The Port of Hamburg Marketing Executive Board also states clearly that they will keep domestic and foreign port customers informed through the port representatives on particular challenges e.g. the still outstanding river channel adjustments of the lower and outer Elbe and the impact of construction work and temporary handling bottlenecks at the terminals. “Our Port customers are showing considerable understanding for this particular situation. It is clear to them that the traffic and handling situation in other large European container ports is also not free of traffic jams and other problems. We rely on speedy implementation and completion of Hamburg’s most important infrastructure projects and on the strong performance of the Port and transport industry in Hamburg and the region. Hamburg is Germany’s largest port and logistics location and takes on an exceptional function as a hub for global cargo flows for our economy and the exports of our neighbouring countries,” added Egloff.
 

Number of especially large containerships increasing further in Hamburg
The first six months were also marked by a volume increase in seaborne cargo of an unforeseeable amount, brought about by the continued growth in size of containerships. In the first half year of 2014 Hamburg received 244 ultra large containerships with slot capacities of 10,000 TEU and more. The number of ships in this large size class calling increased in a similar period of time by 27.1 percent and clearly shows that the river channel adjustment in the lower and outer Elbe must be urgently realized for the Port and shipping industry.

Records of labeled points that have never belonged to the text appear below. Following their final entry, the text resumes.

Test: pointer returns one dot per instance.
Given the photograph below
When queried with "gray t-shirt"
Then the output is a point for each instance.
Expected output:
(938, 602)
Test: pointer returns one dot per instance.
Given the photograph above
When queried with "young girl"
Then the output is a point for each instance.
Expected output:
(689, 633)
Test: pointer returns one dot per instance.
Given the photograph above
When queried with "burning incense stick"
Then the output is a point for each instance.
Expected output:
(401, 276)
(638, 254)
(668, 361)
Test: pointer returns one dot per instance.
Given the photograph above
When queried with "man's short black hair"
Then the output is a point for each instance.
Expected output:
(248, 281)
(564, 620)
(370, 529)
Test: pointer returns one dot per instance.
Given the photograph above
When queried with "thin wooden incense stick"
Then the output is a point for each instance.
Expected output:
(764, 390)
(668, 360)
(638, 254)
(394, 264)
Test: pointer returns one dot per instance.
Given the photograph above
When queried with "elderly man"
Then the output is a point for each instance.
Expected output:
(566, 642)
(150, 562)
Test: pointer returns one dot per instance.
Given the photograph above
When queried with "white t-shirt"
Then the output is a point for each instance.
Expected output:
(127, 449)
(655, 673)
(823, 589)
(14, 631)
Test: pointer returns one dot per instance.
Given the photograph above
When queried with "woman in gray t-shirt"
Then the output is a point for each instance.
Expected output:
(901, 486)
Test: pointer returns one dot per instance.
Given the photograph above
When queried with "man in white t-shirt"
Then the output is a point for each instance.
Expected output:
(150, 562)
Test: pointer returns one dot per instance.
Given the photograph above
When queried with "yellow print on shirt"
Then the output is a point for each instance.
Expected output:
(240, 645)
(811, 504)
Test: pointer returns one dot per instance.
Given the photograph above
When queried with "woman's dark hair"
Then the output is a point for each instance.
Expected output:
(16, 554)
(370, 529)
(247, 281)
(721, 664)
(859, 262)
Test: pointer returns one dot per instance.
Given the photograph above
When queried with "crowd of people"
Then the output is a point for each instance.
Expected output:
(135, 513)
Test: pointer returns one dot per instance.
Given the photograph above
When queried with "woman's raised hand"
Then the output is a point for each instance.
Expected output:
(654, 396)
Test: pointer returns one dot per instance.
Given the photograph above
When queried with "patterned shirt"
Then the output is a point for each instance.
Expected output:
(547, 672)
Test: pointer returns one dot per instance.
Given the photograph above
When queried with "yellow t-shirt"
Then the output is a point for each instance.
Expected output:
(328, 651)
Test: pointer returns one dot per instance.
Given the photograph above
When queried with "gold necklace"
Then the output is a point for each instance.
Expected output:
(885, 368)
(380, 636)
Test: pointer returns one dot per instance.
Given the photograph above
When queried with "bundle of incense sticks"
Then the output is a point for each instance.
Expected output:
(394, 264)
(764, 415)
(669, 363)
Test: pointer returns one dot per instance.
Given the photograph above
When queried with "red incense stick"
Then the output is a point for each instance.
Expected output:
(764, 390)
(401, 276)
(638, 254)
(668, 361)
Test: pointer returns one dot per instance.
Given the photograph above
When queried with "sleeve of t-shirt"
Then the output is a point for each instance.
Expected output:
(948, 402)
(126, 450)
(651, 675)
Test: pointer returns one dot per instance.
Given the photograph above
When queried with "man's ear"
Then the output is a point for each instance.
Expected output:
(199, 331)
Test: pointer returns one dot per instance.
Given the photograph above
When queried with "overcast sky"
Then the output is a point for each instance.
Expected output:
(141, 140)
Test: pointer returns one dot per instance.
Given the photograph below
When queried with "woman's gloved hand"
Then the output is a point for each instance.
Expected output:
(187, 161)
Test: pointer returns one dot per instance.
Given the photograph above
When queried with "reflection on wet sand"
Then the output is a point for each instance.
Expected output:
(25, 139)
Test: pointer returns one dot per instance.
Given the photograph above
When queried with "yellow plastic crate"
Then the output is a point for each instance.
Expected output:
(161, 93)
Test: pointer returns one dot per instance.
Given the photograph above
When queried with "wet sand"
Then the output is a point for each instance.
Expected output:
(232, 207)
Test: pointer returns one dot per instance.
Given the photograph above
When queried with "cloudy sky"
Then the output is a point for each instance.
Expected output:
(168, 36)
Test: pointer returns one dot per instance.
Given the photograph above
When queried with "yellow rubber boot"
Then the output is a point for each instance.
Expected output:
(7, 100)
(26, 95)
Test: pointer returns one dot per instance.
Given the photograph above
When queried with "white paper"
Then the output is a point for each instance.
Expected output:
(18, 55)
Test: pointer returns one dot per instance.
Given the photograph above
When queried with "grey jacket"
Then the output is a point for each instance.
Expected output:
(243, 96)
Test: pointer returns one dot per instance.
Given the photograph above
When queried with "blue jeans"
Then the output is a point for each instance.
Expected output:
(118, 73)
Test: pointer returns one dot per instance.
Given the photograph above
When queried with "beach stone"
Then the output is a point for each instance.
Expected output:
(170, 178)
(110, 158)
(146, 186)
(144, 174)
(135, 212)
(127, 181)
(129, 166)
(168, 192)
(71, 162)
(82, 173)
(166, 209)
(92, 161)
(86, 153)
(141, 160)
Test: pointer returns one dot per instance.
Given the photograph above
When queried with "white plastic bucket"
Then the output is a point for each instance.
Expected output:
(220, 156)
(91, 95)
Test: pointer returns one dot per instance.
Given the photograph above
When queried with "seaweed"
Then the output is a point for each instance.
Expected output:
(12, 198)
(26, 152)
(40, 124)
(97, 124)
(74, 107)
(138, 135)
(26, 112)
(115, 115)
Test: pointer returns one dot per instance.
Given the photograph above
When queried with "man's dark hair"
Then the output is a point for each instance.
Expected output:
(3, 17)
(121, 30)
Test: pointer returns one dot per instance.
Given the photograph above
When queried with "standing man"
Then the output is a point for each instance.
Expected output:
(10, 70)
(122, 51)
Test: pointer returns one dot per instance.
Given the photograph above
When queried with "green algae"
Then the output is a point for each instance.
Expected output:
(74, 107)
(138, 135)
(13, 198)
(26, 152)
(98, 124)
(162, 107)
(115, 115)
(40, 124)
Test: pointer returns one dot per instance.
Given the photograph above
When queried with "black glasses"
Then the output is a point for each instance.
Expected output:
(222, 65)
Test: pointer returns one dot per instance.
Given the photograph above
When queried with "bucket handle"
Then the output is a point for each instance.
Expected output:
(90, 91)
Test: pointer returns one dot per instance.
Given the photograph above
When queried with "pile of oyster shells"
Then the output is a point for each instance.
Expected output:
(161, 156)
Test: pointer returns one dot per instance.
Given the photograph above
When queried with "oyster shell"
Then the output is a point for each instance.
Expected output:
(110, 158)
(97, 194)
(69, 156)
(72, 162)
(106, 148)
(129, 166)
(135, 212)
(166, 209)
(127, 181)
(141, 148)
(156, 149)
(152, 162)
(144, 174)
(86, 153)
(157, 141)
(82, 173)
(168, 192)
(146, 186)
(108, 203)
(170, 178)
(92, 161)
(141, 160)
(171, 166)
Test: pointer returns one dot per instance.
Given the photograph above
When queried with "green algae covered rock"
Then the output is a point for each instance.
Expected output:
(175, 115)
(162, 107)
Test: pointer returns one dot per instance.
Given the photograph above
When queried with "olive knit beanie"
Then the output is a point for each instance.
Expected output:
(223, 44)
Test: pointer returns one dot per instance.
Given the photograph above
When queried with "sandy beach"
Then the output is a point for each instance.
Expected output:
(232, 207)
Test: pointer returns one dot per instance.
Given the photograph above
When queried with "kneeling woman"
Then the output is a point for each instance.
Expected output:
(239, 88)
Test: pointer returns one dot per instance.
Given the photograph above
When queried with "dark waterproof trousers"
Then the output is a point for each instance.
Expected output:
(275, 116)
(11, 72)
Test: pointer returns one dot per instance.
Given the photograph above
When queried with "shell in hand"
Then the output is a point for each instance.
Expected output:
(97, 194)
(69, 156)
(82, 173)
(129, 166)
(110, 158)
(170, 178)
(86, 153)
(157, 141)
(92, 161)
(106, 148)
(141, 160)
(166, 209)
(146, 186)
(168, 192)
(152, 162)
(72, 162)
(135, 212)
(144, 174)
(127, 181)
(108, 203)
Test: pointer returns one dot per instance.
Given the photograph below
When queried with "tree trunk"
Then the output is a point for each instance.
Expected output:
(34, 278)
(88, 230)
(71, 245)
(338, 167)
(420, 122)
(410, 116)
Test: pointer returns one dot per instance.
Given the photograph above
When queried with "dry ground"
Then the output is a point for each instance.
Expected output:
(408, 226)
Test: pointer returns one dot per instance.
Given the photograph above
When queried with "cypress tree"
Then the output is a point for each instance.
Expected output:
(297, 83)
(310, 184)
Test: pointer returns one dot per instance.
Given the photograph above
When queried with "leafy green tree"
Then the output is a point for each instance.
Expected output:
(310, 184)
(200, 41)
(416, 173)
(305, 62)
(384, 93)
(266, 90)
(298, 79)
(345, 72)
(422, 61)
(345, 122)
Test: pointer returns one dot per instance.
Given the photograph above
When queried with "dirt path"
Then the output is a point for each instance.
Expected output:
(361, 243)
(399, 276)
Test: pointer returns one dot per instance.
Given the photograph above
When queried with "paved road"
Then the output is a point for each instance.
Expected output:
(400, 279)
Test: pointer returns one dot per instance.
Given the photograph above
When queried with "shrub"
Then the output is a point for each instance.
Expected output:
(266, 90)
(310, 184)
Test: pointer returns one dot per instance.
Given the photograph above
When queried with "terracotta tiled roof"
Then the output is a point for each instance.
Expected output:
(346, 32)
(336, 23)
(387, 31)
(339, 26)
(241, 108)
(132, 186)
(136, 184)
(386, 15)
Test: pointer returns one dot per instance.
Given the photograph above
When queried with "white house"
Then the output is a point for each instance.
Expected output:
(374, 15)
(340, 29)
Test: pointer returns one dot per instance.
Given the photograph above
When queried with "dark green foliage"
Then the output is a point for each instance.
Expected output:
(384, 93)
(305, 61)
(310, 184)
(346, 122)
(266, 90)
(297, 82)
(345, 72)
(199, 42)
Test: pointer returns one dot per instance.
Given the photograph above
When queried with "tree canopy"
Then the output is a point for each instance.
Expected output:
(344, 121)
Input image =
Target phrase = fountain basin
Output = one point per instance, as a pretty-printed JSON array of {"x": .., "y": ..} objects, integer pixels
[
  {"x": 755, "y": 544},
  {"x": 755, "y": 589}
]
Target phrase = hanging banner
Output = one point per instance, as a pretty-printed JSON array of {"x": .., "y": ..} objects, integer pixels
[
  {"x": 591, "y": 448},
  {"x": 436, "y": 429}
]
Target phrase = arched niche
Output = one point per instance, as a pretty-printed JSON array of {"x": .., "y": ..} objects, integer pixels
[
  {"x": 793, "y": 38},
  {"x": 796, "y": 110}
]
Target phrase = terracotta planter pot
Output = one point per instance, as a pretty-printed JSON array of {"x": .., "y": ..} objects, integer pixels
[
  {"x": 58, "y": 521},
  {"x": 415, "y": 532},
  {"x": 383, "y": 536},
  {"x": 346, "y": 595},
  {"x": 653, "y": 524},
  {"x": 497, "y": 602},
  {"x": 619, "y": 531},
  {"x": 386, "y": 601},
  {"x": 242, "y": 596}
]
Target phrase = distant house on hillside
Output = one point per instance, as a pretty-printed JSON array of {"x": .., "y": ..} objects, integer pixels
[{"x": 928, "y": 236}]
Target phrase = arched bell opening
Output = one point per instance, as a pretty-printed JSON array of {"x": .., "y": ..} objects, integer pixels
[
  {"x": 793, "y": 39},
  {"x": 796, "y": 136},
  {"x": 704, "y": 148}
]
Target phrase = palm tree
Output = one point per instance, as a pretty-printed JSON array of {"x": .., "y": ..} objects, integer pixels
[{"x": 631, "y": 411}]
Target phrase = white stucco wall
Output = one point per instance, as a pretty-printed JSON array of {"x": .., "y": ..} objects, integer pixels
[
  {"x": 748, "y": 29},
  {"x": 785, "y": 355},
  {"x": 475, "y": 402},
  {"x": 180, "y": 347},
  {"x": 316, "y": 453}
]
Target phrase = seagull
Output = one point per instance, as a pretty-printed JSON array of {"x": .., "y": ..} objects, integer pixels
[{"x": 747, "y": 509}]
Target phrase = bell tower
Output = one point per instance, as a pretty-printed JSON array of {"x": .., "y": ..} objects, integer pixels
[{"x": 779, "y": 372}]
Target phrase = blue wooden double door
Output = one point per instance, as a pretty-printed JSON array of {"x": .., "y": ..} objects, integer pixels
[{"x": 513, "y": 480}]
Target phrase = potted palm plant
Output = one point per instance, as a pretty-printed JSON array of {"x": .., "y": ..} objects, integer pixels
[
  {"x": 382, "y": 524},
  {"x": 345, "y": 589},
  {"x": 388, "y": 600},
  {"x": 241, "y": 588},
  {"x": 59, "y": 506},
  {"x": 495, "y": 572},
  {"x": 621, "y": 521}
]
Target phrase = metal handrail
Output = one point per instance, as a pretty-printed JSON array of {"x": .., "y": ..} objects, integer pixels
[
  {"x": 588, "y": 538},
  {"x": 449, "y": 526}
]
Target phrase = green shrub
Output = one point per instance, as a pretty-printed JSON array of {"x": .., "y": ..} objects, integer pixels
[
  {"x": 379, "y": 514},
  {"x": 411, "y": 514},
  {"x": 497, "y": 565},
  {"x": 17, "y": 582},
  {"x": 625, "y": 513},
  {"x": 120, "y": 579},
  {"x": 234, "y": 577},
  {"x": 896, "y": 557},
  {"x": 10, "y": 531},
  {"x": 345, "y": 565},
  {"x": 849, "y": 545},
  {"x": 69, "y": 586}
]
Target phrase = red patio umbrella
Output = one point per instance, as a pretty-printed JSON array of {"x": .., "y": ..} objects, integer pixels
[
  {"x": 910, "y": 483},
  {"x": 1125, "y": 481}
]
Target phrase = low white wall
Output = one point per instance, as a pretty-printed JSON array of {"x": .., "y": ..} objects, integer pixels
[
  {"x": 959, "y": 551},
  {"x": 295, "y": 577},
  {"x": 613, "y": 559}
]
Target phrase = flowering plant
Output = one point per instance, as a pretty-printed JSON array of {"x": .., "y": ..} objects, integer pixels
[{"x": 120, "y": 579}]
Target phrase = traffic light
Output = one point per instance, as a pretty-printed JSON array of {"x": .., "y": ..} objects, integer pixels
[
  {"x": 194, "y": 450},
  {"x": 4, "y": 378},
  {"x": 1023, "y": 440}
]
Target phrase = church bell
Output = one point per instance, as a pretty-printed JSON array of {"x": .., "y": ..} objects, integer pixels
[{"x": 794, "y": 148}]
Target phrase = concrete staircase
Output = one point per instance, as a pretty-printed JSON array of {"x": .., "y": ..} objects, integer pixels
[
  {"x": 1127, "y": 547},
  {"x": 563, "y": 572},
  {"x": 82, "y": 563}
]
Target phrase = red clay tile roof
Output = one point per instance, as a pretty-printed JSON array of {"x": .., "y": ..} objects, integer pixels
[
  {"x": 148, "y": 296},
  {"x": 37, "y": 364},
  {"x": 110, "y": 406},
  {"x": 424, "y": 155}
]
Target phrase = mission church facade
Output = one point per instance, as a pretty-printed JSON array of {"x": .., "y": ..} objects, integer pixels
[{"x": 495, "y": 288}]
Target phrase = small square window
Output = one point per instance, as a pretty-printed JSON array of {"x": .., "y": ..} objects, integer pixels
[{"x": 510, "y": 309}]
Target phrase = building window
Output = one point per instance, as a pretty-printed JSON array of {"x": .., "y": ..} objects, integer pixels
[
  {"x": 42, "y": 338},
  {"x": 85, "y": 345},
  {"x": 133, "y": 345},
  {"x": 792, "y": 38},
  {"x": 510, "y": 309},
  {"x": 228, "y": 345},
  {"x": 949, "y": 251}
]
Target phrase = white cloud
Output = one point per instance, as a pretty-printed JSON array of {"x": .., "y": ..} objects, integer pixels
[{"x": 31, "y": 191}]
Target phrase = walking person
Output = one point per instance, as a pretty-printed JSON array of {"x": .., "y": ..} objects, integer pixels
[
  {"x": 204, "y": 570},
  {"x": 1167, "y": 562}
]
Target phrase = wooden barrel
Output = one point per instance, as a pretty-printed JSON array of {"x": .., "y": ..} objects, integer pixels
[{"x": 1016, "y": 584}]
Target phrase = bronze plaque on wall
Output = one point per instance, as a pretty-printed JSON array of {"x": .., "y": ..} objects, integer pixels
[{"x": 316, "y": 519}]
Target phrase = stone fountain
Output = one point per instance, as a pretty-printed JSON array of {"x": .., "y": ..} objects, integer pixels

Double digit growth for container traffic with China, India, Africa and Poland

The Port of Hamburg has profited from stable German exports and a stronger demand in neighbouring European countries. As a north European hub over 1.4 million TEU (+ 12.9 percent) passed through Hamburg especially en route to China. Container traffic from Indian ports reaching Hamburg in the first half year achieved a result of 118,000 TEU (+ 13.2 percent). Container traffic with Africa was extraordinarily good in the first half year reaching 171,000 TEU, a plus of 33.3 percent. Of special importance for the Port of Hamburg are container volumes from and to the Baltic Sea region: 1.2 million TEU were transported in the first half year using feeder ships. That represents a plus of 4.5 percent. Container traffic handling with Polish ports reached 199,000 TEU (+ 33.5 percent). Container traffic between Hamburg and Russian ports reached 330,000 TEU in the first six months and so remains 3.8 percent under comparable results for the previous year. After China, Russia is the second most important trading partner for the Port of Hamburg in container traffic. With more than 160 feeder services weekly, of which 32 call at Russian ports, Hamburg is the central hub for the Baltic region in container traffic.


Record level of 145 million tons can be reached by the end of the year
“In 2014 we can reach a plus of four percent in sea cargo handling and in container handling a five percent increase, if everything goes according to plan,” forecasts Axel Mattern. This is on condition of further growth in container traffic with China and no increasing limitations on foreign trade with Russia because of sanctions. The result for the Port of Hamburg for the year 2014 a total turnover of approximately 145 million tons and a container throughput of about 9.7 million TEU would be possible. This would top the previous record achieved in 2008 of 140 million tons of sea cargo.